Jak można było zapomnieć. Była w ich wsi jedna rodzina, nazywano ich Bubeńcami. Pięciu Bubenców założyło zespół komików. Stary Ilko Bubeniec wybijał rytm na garnku, jak na bębnie, albo przychodził z żelaznym korytem, dziurawym i przerdzewiałym, i też w niego uderzał. Syn jego, Wasyl, po maglownicy, którą prasowało się odzież, jak na skrzypcach sztachetą ciągnął. A jego synowie… Petro wyprosił u Herszka stary, popsuty zegar, który jeszcze za cara na ścianach wieszali i teraz w te i wewte łańcuch ciągał, wydobywając skrzypiące dźwięki świdrujące duszę. Iwanko chuligan, najmniejszy chłopaczek, kota nosił, szarpał go raz po raz za ogon, by ten miauczał na różne głosy. A ich siostrzyczka Jawrońka, przebrana za chłopczyka, z namalowanymi wąsami, grała na grzebieniu jak na fujarce.
Większość Zahorieńców uważała rodzinę Bubeńców za wariatów, stukniętych, ale byli i tacy, co lubili słuchać i oglądać ich dziwaczne koncerty, upiększone rozmaitymi mądrościami i nieprzyzwoitymi piosenkami.
Zosia, zobaczywszy po raz pierwszy tę cudaczną orkiestrę, z zachwytem zaklaskała w dłonie. Sama spróbowała zagrać na każdym z instrumentów. Ilko łaskawie pozwolił. Pozwolił sobie nawet klepnąć Polkę po zadku, za co zdzieliła go maglownicą po grzbiecie. A potem, po kilku miesiącach, kiedy gości przyjmowali – były to zaręczyny Hawryłka – nagle gdzieś się wymknęła i przyprowadziła Bubeńców – proszę, macie muzykę. Jakow najpierw rozzłościł się na żonę, a potem ręką machnął, eee tam, jeśli ma ochotę, to można się pobawić.
Po jakimś czasie, kiedy spotykali się w kilka rodzin (Petra, brata Ulanki i Tymosza siostry Hali) na niedzielne wieczornice niedzielne czy na świąteczne pogaduszki, Zosia zaproponowała, przewracając figlarnie zielonymi oczyskami, żeby zagrali na grzebieniu, maglownicy i korycie.
– Zośka! – uniósł głos Jakow.
Zosia znowu błysnęła oczyma, a potem wyrwała z włosów wielki, z wężykiem na końcu, grzebień. Narzuciła na niego chusteczkę. Przytknęła do ust.
A potem… A potem zaczęła śpiewać:
Mój kochany mężulek
Przybłąkał się z Kukułek
Dobre to, że nie z Różaj
Przytelepał się tutaj.
Jakow nie wiedział – złościć się czy zachwycać.
Poderwał się z ławki, spróbował wyszarpnąć grzebień z rąk.
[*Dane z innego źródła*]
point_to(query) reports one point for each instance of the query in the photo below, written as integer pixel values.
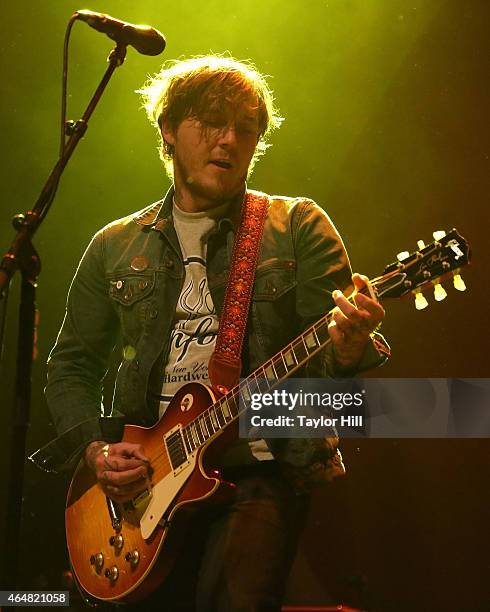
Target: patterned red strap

Zosia wywinęła się, jeszcze nogę spróbowała mu podstawić.
– Widzieliście ją – to już Paraska stała, ręce pod boki, na synową złym okiem zerknęła.
A Zosia podbiegła, wyciągnęła do niej grzebień: niech mama zagra.
I tu niespodziewanie Tymosz ją poparł. Powiedział: czemu nie zagrać? I zagrali.
Po wsi się rozeszło: bogacze Werhyny cudaczą razem z Łuczakami i Cwirkunami.
Teraz Tymosz nagle Jakowa kuksnął w bok:
– Dawaj, w tę niedzielę urządzimy występy.
– Występy?
– Tak – powiedział Tymosz. – Wiesz przecież, że Ilka Niemiec zastrzelił, jeden z tych, co u nas we wsi stacjonowali. Ponoć Ilko chciał coś tam ukraść. Uczcimy jego pamięć i zagramy. A potem może i po wsiach pójdziemy.
– Po wsiach?
– A czemu nie? Trochę powygłupiamy się, a zarazem czegoś się dowiemy. Najwyższy czas naród ze śpiączki wybudzać. Bo myśleli wolność, a wyszła – cudzość. To jak, umowa stoi?
– Jeśli tak mówisz…
[…]
Tymosz pomilczał chwilę, a potem powiedział:
– Przeklęte życie. Ale i takiego trzeba się trzymać. Zrozumiałem to w więzieniu. Co by się nie działo, trzeba się trzymać. Chociażby tak, jak Bubeńcy się trzymali. I grać na czym się da.
14
Rok czterdziesty trzeci przyniósł i radość, i smutek. Wiosną Zosia po raz czwarty urodziła. Znowu córeczkę, na imię dali jej Olga. Nazwali ją na cześć kuzynki Jakowa, którą tuż przedtem do Niemiec wywieźli. Jakow był niepocieszony, kiedy babka Herasymycha przekazała mu wieść, że raczej nie doczeka się syna. A w czasie żniw zmarł Płaton, mając jedynie sześćdziesiąt cztery lata, wykończony nieustającym kaszlem.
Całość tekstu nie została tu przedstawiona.